# Thread: Lines in a Plane

1. ## Lines in a Plane

The distance between the skew lines r=OP + t d_1 and r= OQ + s d_2 is |Proj(PQ onto n)| or |PQ . n|/|n| wherer n=d_1 x d_2.

Find the distance between the lines x=6, y=-4-t, z=t, and x = -2s, y=5, z=3+s.

Bolded = vectors (arrow on top)

x=6
y=-4-t
z=t

therefore in parametric eqtn form
(x-6)/0
(y+4)/-1
z/1
d_1 = (0,-1,1)

x/-2
(y-5)/0
(z-3)/1
d_2=(-2,0,1)

PQ=d=(-2,1,0)

(-2,1,0) . (-1,0,-2)
-------------------
sqrt5

1/sqrt5

is this correct??
thanks!

2. Does anyone know how to do this question=?

3. ..?

4. DO NOT BUMP. It is rude.

Suppose that $\displaystyle \ell _1 + tD\;\& \;\ell _2 :q + tE$ are two skew lines.
The distance between them is given by: $\displaystyle D\left( {\ell _1 ,\ell _2 } \right) = \frac{{\left| {\overrightarrow {pq} \cdot \left( {D \times E} \right)} \right|}}{{\left\| {\left( {D \times E} \right)} \right\|}}$

5. ok, sorry about that Plato

From my work, i think it looks like I have vector PQ wrong only. Is that correct?
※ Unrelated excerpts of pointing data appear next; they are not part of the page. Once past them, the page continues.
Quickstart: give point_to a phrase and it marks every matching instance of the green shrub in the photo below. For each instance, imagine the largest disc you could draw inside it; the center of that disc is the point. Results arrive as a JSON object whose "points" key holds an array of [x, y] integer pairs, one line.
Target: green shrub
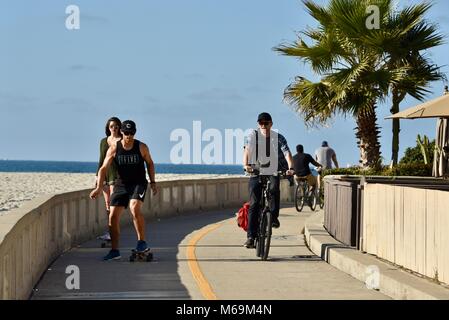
{"points": [[415, 154], [405, 169]]}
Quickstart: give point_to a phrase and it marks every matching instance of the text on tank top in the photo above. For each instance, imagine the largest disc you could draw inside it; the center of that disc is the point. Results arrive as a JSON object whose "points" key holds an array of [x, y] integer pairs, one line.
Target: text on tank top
{"points": [[130, 164]]}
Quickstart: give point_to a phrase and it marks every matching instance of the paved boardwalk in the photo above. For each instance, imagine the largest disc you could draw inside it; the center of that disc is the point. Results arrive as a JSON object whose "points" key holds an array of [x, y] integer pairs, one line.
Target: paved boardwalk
{"points": [[220, 266]]}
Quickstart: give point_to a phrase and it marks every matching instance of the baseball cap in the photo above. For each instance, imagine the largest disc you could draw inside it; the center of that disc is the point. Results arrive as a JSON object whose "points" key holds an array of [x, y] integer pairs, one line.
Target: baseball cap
{"points": [[264, 116], [128, 126]]}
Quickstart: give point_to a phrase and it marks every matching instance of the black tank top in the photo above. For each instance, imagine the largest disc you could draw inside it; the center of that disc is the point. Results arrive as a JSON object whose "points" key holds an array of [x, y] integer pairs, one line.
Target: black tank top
{"points": [[130, 164]]}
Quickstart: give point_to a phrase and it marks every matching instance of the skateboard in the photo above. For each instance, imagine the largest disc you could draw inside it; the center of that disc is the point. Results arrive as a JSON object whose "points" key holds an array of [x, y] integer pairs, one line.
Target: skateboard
{"points": [[145, 255]]}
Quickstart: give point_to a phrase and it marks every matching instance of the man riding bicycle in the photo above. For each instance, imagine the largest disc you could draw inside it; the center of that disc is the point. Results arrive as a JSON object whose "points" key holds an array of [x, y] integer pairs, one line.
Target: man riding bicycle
{"points": [[301, 163], [268, 152]]}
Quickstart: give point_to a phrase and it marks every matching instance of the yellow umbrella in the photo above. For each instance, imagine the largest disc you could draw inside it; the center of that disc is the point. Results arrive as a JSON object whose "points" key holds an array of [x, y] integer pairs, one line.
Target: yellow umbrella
{"points": [[436, 108]]}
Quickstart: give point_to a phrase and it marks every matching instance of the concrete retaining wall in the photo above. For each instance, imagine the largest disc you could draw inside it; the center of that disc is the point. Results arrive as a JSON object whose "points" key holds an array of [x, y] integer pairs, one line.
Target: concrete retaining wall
{"points": [[32, 236], [409, 227]]}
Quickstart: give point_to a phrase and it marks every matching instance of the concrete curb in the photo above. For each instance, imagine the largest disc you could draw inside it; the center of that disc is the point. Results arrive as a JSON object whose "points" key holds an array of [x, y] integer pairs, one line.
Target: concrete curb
{"points": [[392, 281]]}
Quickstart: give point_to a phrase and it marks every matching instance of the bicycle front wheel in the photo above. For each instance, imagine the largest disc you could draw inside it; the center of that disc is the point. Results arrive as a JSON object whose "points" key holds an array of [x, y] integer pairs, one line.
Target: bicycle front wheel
{"points": [[266, 235], [313, 200], [299, 198]]}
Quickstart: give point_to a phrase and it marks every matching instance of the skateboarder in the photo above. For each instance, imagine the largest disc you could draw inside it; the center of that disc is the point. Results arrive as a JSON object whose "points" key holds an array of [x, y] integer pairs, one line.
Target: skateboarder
{"points": [[129, 156]]}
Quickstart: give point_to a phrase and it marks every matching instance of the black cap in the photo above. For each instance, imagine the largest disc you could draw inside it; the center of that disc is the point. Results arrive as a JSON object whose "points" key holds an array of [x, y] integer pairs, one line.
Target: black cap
{"points": [[128, 126], [264, 116]]}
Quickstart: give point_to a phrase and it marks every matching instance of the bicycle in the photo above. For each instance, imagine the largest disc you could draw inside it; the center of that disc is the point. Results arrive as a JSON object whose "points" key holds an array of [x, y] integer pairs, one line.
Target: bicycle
{"points": [[303, 195], [264, 230]]}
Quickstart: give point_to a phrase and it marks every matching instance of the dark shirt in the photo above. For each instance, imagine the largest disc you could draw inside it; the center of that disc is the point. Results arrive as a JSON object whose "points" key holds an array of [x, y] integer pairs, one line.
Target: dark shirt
{"points": [[130, 164], [301, 163], [253, 139]]}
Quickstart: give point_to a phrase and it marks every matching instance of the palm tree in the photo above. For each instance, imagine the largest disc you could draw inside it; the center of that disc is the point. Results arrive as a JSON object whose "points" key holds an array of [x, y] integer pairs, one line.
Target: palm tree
{"points": [[410, 35], [357, 71]]}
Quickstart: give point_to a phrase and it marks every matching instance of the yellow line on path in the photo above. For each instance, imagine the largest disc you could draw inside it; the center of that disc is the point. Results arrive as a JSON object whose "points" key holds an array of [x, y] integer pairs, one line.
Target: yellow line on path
{"points": [[203, 285]]}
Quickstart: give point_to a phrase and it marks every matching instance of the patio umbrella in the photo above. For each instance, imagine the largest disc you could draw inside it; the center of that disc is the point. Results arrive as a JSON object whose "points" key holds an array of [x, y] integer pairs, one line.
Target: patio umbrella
{"points": [[436, 108]]}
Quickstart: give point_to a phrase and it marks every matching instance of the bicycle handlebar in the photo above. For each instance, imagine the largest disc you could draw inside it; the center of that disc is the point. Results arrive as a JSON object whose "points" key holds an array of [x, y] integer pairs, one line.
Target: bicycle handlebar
{"points": [[280, 173]]}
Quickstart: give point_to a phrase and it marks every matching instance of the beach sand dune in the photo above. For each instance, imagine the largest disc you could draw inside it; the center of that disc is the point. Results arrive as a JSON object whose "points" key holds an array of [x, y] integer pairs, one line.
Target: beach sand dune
{"points": [[19, 187]]}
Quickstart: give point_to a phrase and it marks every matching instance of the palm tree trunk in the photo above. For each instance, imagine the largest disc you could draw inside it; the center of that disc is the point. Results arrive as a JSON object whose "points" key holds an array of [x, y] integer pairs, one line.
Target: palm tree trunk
{"points": [[368, 138], [397, 98]]}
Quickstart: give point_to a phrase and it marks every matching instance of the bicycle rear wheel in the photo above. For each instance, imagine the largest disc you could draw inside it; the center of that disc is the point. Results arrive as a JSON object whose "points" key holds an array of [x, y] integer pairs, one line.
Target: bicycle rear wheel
{"points": [[299, 198], [321, 195], [259, 240], [267, 234]]}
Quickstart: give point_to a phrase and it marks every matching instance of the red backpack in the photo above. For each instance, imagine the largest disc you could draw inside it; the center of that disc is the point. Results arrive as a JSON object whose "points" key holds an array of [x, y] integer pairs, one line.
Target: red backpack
{"points": [[242, 216]]}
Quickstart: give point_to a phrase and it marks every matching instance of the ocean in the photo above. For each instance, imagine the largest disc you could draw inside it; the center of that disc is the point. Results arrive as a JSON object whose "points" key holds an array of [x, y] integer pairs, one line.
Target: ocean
{"points": [[91, 167]]}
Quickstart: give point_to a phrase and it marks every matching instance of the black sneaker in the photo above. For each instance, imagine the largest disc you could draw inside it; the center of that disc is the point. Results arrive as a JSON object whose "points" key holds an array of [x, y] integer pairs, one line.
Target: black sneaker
{"points": [[275, 223], [249, 243]]}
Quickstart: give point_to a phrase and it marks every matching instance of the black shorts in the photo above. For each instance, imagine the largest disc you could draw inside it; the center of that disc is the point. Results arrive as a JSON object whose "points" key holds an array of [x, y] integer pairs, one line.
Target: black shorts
{"points": [[125, 192]]}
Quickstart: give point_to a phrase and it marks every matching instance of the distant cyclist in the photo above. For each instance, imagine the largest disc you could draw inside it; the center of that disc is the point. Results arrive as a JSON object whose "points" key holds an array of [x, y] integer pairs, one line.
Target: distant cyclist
{"points": [[301, 162], [326, 155], [277, 152]]}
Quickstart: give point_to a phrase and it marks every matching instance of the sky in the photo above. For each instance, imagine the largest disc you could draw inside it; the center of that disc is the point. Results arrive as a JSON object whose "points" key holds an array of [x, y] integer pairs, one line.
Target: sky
{"points": [[165, 64]]}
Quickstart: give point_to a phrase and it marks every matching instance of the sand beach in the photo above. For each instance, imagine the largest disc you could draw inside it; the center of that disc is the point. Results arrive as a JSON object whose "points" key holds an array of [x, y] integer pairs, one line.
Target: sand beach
{"points": [[19, 187]]}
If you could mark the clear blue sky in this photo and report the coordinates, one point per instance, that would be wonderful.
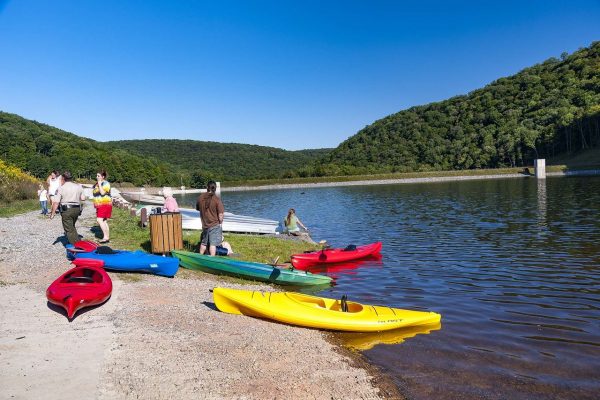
(294, 75)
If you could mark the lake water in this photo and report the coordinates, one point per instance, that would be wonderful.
(513, 266)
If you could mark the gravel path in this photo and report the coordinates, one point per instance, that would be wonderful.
(155, 338)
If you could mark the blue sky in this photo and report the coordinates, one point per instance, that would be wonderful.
(293, 75)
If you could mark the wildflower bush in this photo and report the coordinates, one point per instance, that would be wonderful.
(16, 184)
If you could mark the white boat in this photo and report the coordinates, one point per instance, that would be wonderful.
(231, 222)
(143, 198)
(190, 219)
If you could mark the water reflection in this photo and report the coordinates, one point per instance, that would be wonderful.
(513, 266)
(542, 206)
(348, 267)
(366, 341)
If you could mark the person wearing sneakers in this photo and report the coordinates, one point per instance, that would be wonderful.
(69, 195)
(103, 204)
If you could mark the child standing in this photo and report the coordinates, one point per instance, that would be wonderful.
(43, 196)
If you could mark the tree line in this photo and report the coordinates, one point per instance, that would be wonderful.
(547, 110)
(544, 111)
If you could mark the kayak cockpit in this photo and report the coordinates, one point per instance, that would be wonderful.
(327, 304)
(83, 275)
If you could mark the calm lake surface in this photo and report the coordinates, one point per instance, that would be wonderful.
(513, 266)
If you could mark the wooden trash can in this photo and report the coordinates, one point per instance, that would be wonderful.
(166, 232)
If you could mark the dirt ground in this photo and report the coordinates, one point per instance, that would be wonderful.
(155, 338)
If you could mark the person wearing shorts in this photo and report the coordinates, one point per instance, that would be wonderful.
(211, 214)
(103, 204)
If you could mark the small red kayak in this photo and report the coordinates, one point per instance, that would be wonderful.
(329, 256)
(82, 286)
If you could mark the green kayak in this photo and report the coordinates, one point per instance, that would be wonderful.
(248, 270)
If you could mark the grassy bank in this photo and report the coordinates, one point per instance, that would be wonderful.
(125, 233)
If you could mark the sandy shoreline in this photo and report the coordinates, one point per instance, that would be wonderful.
(155, 338)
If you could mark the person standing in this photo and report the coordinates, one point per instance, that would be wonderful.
(103, 204)
(53, 182)
(211, 214)
(69, 195)
(170, 204)
(291, 222)
(43, 197)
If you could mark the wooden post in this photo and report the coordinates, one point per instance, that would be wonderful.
(540, 168)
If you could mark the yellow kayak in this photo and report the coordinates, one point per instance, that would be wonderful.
(318, 312)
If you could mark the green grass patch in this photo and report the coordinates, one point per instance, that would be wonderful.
(18, 207)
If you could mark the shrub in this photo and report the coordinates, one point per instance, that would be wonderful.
(16, 184)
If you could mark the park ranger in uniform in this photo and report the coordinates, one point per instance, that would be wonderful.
(69, 195)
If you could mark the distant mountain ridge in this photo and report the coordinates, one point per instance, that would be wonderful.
(543, 111)
(548, 110)
(223, 161)
(39, 148)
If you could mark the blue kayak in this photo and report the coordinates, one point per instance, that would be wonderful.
(129, 261)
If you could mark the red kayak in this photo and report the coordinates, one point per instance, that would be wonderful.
(329, 256)
(80, 287)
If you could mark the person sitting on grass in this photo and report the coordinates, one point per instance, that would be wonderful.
(291, 223)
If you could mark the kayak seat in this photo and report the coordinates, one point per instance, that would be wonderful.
(105, 250)
(80, 279)
(344, 303)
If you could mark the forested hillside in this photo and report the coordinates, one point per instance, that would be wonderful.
(224, 161)
(547, 110)
(38, 149)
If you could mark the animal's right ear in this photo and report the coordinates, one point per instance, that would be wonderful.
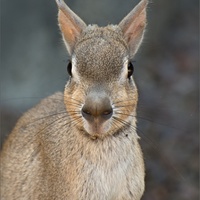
(70, 24)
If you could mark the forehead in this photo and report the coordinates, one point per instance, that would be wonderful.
(100, 52)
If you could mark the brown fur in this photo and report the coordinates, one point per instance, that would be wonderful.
(52, 152)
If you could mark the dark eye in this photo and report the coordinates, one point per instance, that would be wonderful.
(69, 68)
(130, 69)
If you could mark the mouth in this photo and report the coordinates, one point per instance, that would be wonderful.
(97, 129)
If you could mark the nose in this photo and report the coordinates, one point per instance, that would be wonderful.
(97, 106)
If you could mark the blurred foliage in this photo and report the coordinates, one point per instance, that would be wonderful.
(33, 62)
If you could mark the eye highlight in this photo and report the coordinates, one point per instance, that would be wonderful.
(130, 69)
(69, 68)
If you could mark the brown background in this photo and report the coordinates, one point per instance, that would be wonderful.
(33, 66)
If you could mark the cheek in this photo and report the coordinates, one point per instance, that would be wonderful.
(73, 99)
(125, 102)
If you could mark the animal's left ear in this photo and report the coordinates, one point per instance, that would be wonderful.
(133, 27)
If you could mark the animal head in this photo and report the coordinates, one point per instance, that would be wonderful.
(101, 96)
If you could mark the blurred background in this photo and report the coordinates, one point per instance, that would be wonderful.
(33, 66)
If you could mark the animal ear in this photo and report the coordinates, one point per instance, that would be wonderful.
(70, 24)
(133, 26)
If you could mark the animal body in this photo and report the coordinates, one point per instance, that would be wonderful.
(82, 144)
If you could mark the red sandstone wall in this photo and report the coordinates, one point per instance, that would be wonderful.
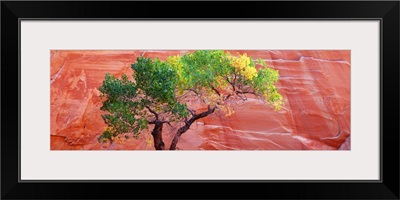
(315, 85)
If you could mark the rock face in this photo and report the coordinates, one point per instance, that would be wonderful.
(314, 84)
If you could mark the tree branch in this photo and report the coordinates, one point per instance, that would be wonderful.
(152, 111)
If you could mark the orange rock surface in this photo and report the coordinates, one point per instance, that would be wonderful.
(314, 84)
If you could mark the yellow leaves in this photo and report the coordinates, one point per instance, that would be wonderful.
(175, 61)
(212, 99)
(227, 109)
(242, 66)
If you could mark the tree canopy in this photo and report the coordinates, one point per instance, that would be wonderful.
(165, 91)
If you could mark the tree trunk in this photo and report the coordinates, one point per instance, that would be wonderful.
(187, 125)
(157, 136)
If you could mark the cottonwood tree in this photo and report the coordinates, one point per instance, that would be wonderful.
(175, 88)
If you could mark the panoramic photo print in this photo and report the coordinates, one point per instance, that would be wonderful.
(200, 100)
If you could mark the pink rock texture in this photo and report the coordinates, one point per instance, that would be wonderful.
(315, 85)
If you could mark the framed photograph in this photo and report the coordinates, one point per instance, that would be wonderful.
(211, 99)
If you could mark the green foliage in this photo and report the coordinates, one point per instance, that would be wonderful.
(159, 90)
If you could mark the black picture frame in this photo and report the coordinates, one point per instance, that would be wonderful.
(386, 11)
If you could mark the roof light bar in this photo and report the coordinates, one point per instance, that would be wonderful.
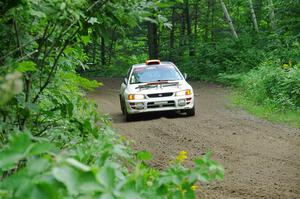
(152, 61)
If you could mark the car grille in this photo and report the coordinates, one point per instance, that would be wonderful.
(159, 95)
(161, 104)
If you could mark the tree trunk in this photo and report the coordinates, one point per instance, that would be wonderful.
(207, 20)
(189, 28)
(172, 34)
(102, 47)
(212, 33)
(182, 34)
(152, 41)
(196, 22)
(253, 16)
(272, 14)
(228, 19)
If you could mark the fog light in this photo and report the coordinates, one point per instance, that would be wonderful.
(181, 102)
(139, 105)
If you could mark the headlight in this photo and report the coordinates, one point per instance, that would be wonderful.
(185, 92)
(135, 97)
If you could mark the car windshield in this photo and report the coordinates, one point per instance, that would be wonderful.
(154, 74)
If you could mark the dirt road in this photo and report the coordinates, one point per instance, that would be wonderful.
(261, 159)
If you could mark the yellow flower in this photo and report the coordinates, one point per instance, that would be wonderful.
(181, 156)
(194, 187)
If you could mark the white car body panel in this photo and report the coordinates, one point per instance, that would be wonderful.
(157, 97)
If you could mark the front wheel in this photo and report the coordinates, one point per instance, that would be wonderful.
(191, 112)
(128, 117)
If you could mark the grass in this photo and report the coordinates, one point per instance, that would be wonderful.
(268, 112)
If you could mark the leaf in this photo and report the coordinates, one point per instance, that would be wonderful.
(144, 155)
(78, 165)
(39, 148)
(15, 151)
(106, 176)
(26, 66)
(68, 177)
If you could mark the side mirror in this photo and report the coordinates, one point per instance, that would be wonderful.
(184, 75)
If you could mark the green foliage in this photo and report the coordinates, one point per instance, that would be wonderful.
(53, 142)
(274, 84)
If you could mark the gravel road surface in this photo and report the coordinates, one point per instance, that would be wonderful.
(261, 159)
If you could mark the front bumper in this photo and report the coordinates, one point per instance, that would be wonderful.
(160, 104)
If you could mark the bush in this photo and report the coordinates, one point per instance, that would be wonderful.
(275, 84)
(73, 153)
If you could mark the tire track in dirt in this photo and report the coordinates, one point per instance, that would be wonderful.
(261, 159)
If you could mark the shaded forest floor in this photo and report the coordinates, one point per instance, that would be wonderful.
(261, 159)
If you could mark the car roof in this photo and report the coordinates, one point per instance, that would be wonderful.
(163, 63)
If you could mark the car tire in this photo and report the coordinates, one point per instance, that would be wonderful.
(191, 112)
(128, 117)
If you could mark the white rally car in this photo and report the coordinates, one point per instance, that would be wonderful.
(155, 86)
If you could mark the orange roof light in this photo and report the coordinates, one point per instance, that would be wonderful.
(152, 61)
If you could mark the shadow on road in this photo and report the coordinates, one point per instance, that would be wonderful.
(119, 118)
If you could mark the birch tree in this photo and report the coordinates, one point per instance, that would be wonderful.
(253, 16)
(272, 14)
(229, 19)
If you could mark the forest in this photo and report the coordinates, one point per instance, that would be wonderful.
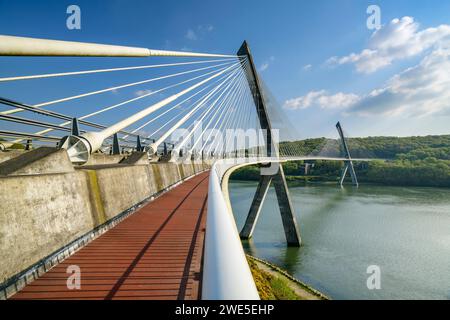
(401, 161)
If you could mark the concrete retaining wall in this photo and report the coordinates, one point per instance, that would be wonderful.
(41, 213)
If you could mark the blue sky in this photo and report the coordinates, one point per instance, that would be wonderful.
(293, 43)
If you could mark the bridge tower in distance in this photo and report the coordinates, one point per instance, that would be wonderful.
(290, 226)
(348, 163)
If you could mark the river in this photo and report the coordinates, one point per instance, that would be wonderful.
(405, 231)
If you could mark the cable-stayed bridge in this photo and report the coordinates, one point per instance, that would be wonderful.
(124, 179)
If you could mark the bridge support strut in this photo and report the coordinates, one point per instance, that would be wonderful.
(278, 179)
(348, 164)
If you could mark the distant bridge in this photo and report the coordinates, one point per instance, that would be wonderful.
(128, 210)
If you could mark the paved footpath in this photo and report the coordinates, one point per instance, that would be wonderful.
(156, 253)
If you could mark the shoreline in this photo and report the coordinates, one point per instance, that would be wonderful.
(301, 289)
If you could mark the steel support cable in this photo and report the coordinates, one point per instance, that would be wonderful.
(235, 125)
(124, 103)
(187, 110)
(43, 104)
(239, 125)
(176, 106)
(64, 74)
(79, 148)
(225, 122)
(154, 145)
(226, 126)
(51, 114)
(211, 117)
(227, 106)
(207, 111)
(222, 107)
(209, 97)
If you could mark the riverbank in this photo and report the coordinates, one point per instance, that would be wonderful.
(273, 283)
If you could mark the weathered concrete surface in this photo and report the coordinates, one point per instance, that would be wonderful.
(38, 215)
(103, 158)
(38, 161)
(42, 213)
(136, 158)
(9, 154)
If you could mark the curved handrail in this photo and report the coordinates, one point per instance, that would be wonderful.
(226, 273)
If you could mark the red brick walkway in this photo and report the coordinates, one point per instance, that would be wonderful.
(153, 254)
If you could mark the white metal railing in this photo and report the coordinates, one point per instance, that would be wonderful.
(226, 273)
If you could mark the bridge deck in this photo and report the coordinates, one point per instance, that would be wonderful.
(153, 254)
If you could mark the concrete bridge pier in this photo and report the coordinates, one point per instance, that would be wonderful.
(291, 230)
(348, 163)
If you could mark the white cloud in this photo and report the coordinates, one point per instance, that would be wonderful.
(191, 35)
(141, 93)
(200, 31)
(322, 100)
(398, 40)
(266, 64)
(418, 91)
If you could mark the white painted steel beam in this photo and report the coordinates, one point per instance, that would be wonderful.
(23, 46)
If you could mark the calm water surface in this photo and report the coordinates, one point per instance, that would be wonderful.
(405, 231)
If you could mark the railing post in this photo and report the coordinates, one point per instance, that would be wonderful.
(116, 146)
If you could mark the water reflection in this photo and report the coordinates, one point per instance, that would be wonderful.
(405, 231)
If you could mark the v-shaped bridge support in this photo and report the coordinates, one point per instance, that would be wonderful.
(278, 179)
(348, 163)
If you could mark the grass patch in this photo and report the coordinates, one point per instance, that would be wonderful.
(270, 287)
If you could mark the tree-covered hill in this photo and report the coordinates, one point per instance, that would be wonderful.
(409, 161)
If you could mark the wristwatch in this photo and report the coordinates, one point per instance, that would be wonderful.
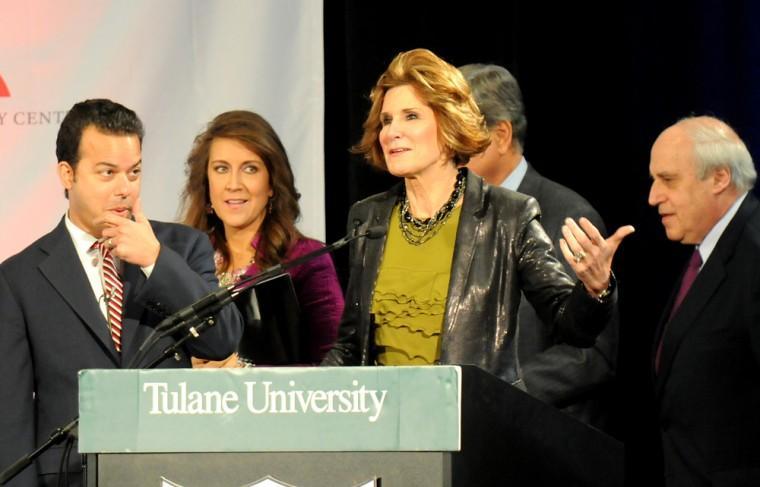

Here let me try that again:

l1 P (6,-4,0)
l2 P(0, 5,3)
so, PQ would be
(-6,9,-3)

D=(-6,9,-3) . (-1,0,-2)
----------------------
sqrt5
=6+5
-----
sqrt5
=11/sqrt5

is this correct now? thanks for your help by the way

6. From the given: $\displaystyle \ell _1 6,-4,0) + t\left\langle {0, - 1,1} \right\rangle \;\& \;\ell _2 0,5,3) + t\left\langle { - 2,0,1} \right\rangle$.

So, $\displaystyle p = (6,-4,0)\;,\,D = \left\langle {0, - 1,1} \right\rangle \;,\,q = (0,5,3)\;\& \,E = \left\langle { - 2,0,1} \right\rangle$.

What you have above is incorrect: $\displaystyle \overrightarrow {pq} = \left\langle { - 6,9,3} \right\rangle$.

Now all you need is $\displaystyle \left( {D \times E} \right) = ?$

EDIT: Correct

7. how did you get
p(6,4,0)?

Given:
y=-4-t

(x,y,z)=(6,-4,0)+t(0,-1,1)

8. It was a typo.

9. Ok, then I get

D= (-6,9,3) . (-1,-2,-2)
----------------------
3

therefore

6 units..

(hmm :S turns out same as another q i had, i think)

10. Originally Posted by skeske1234
Ok, then I get

D= (-6,9,3) . (-1,-2,-2)
----------------------
3

therefore

6 units..
Yes that is correct.